Black-bellied Plover

Black-bellied Plover, Pluvialis squatarola

Black-bellied Plover, Pluvialis squatarola, Wintering Non-breeding Adult. Photograph taken with the rocky shoreline of the greater Bahía de los Ángeles area, Baja California, January 2019. Photograph courtesy of George Flicker, Bahía de los Ángeles. Identification courtesy of Mary & George Flicker, Bahía de los Ángeles.

The Black-bellied Plover, Pluvialis squatarola is a member of the Charadriidae Family of Plovers and Lapwings, which has sixty-eight members placed in ten genera, and is one of four global species of the Pluvialis Genus. They are also known as the Grey Plover and in Mexico as chorlo gris.

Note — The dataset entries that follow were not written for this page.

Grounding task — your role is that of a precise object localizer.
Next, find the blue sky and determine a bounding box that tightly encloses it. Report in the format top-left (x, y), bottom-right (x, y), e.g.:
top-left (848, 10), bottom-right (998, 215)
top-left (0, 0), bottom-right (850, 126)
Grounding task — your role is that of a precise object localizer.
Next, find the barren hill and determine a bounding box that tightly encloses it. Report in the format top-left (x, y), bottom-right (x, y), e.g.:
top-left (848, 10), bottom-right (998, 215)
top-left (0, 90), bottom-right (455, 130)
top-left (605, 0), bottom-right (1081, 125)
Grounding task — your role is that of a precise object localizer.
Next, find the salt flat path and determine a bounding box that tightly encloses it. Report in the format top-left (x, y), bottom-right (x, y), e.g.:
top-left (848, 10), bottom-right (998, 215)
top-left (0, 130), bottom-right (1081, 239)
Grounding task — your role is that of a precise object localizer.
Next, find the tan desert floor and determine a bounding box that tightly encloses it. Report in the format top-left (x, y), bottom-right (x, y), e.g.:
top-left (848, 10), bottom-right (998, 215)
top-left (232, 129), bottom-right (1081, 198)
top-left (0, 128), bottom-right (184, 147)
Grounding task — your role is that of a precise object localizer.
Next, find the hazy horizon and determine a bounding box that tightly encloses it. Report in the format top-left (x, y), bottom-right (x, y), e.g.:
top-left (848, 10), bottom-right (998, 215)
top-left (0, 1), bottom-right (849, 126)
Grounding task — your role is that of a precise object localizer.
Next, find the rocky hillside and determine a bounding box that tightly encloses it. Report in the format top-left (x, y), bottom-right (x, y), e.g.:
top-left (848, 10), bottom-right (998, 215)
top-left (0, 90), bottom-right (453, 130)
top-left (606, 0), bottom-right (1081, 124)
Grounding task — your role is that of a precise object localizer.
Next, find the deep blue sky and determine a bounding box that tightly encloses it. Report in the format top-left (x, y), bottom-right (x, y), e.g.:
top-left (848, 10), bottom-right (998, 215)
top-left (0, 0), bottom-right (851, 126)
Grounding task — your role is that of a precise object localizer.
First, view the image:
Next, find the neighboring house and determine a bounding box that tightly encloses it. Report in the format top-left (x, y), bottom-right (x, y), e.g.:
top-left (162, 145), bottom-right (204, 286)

The Black-bellied Plover is a large plover, with a large head, thick neck and a large thick, short, bill that tapers to a blunt point. The sexes are similar in appearance. Their definite basic wintering plumage, present from September to February, have brownish gray to dark brown underparts with most feathers fringed with pale gray-brown, pale gray-brown forehead, supercilium and auricular areas, a white rump and uppertail coverts, underwing coverts that are uniformly gray-brown with white fringes and dark brown primaries and secondaries. Their breast and side vary from pure white to grayish, variably mottled brown. Their bills are black, their iris is dark brown, their legs and feet are a medium to dark gray and become black in breeding adults. They have long pointed wings that extend past the tail tip. They have relatively short legs and toes with a well-developed web between the base of the outer and middle toes and a smaller one between the middle and inner toes. They have a hallux (small hind toe) which is unique among the plovers.

In Mexico the Black-bellied Plover is a coastal bird that is normally found foraging over sandy and muddy flats during low tide periods. They have large eyes that allows them to forage nocturnally. Although generally a coastal bird, Black-bellied Plover also forages successfully in freshwater and upland habitats. They mainly consume bivalves, crustaceans, insects, invertebrates and polychaetes, and varies by location and substrate. They are subject to heavy predation by Glaucous Gulls, Herring Gulls and Jaegers but are known to attack intruders in groups. Their nests are subject to raids by Artic Fox, Falcons, Northern Harriers, and Owls. They roost in large flocks of up to 1,000 individuals on the upperparts of beaches, dunes, pastures, within salt marshes, and in mangrove trees. The Black-bellied Plover is wary and functions worldwide as a sentinel for mixed-species assemblages of shorebirds providing immediate alarm calls. As the largest and widest ranging marine plover they have served as a model for studies of other shore birds. They have life spans of thirteen years with high survival rates of their juveniles.

The Black-bellied Plover are long-distance high flight speed migrators that make annual spring and fall migrations. They summer and breed in the high Arctic and overwinter in both temperate and tropical climates. They breed in a narrow range and wintering in a wide range. Females winter farther south than males and juveniles farther south than adults. In Mexico they are found between October and February along the entire Atlantic and Pacific Coasts. Small populations are also found in the interior of the mainland, at elevations up to 3,700 m (12,100 feet) and on Clipperton Island.

The Black-bellied Plover might be confused with the American Golden Plover, Pluvialis dominica (lacks a hind toe, smaller in stature, lacks black axillaries) the only other Plover found in Mexico during the winter months.

From a conservation perspective the Black-bellied Plover is currently considered to be of Least Concern with stable, widely distributed populations. They were heavily pursued by hunters during the 19th and 20th centuries but resisted populations eradications. Their breeding grounds are far away from human civilization and thus of low risk to habitat alternation. Their wintering grounds, in some areas, have been lost to human coastal developments. They date to the Pleistocene Period, 2,580,000 to 11,700 years ago.